In the Vogue interview, she added: “Let’s say I know what that fight is like. I have witnessed it, I have been there. I think I was eight years old when I had to live that in the middle of the night. So I know how daunting it is for a child, and if my father had been dragged out of my house, I can guarantee you that my life would have been a disaster.”

In that same Vogue interview, Rihanna confessed to something that few people outsider her inner circle even knew.

Credit: badgirlriri / Instagram

She explained that in recent years she has become a bit of a nomad, having a house in London, Paris, Barbados and Mexico, where she feels more relaxed.

“I just love Mexico. I really need to do my DNA test,” she jokingly told Afua Hirsch of Vogue. Perhaps she was an agave plant, in a past life, she pondered.

Rihanna has been vocal about immigrant rights in the past and takes great pride in her origins.

Credit: badgirlriri / Instagram

The Grammy Award winning singer and entrepreneur has very publicly thrown shade at President Trump over his cruel immigration policies.

Rihanna, who’s been appointed as the ambassador of her native country Barbados, is no stranger to political matters. She sent a cease-and-desist letter to President Donald Trump in early November after he played her music at one of his rallies. She also rejected the opportunity to perform during the Super Bowl LIII in February 2019 out of protest for Colin Kaepernick.

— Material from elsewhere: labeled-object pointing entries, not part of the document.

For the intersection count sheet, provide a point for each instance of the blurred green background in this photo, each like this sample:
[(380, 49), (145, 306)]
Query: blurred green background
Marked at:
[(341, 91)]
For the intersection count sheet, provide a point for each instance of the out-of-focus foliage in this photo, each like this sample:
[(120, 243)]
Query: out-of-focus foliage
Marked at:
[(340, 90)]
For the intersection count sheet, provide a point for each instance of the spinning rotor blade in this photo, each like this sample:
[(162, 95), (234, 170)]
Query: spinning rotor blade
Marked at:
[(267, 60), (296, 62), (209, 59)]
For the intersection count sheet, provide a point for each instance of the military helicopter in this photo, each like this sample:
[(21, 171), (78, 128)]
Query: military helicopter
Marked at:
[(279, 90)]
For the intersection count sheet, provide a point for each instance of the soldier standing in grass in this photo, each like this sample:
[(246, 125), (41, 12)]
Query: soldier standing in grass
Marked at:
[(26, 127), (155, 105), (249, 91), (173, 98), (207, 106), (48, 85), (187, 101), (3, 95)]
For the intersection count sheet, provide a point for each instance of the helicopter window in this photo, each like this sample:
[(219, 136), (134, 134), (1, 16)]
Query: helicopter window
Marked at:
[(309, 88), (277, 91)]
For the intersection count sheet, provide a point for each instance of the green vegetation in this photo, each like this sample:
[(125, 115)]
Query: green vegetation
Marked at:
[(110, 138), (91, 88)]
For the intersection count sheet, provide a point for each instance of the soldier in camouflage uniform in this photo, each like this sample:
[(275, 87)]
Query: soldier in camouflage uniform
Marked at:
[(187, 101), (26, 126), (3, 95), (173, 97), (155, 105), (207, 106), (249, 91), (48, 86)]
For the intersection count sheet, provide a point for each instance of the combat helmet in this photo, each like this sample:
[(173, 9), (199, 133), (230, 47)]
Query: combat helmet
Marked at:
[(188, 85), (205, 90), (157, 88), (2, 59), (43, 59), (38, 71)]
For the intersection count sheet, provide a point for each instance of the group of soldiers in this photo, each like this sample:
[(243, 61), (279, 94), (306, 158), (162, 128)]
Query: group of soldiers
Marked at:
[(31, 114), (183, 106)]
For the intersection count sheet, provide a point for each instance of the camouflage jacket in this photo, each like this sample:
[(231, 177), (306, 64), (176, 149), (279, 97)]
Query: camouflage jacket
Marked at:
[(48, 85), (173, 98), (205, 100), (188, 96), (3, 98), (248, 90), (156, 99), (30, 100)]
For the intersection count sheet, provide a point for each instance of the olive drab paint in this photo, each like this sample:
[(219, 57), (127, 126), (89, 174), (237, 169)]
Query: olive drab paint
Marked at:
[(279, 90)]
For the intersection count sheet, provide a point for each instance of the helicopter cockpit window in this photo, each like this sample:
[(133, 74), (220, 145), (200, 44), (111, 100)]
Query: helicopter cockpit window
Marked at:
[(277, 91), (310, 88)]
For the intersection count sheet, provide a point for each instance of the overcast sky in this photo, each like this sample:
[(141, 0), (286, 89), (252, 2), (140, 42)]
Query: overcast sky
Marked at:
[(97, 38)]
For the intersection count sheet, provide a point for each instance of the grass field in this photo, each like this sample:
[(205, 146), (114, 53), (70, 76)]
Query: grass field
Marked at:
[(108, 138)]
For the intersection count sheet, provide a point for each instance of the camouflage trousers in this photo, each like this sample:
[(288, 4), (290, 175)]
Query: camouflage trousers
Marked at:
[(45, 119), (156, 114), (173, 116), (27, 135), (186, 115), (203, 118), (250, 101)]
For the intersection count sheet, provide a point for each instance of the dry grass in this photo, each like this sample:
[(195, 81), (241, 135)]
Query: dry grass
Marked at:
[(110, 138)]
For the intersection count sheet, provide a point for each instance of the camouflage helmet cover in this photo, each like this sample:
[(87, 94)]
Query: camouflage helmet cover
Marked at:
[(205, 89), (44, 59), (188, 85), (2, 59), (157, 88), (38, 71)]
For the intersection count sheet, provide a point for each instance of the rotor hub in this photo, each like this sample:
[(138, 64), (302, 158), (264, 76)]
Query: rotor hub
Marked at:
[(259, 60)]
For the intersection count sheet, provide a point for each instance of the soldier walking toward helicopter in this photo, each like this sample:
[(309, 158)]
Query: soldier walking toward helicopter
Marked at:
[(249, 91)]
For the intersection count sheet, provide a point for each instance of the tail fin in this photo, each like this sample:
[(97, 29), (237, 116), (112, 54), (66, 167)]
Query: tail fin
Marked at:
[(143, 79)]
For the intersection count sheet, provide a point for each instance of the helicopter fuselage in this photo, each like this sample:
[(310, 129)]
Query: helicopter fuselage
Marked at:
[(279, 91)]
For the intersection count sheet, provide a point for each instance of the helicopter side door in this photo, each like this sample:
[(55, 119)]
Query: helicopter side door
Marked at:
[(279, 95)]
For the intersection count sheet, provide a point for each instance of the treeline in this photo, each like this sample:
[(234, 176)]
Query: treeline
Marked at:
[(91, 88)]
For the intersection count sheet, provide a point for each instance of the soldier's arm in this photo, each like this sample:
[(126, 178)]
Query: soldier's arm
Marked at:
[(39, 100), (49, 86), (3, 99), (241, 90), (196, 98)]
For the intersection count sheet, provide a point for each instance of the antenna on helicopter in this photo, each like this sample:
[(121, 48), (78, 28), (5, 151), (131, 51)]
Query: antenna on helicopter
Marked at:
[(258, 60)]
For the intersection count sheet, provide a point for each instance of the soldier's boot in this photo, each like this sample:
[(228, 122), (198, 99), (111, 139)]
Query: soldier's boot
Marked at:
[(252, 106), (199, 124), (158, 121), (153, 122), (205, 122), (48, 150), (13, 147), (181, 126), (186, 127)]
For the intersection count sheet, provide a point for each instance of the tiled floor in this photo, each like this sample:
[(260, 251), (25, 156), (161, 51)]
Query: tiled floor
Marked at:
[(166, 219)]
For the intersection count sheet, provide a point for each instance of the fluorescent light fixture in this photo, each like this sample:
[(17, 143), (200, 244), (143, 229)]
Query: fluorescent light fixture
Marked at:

Plus, in an interview with The Cut last year about the word ‘immigrant’, she said: “For me, it’s a prideful word. To know that you can come from humble beginnings and just take over whatever you want to, dominate at whatever you put your mind to. The world becomes your oyster, and there’s no limit. Wherever I go, except for Barbados, I’m an immigrant. I think people forget that a lot of times.”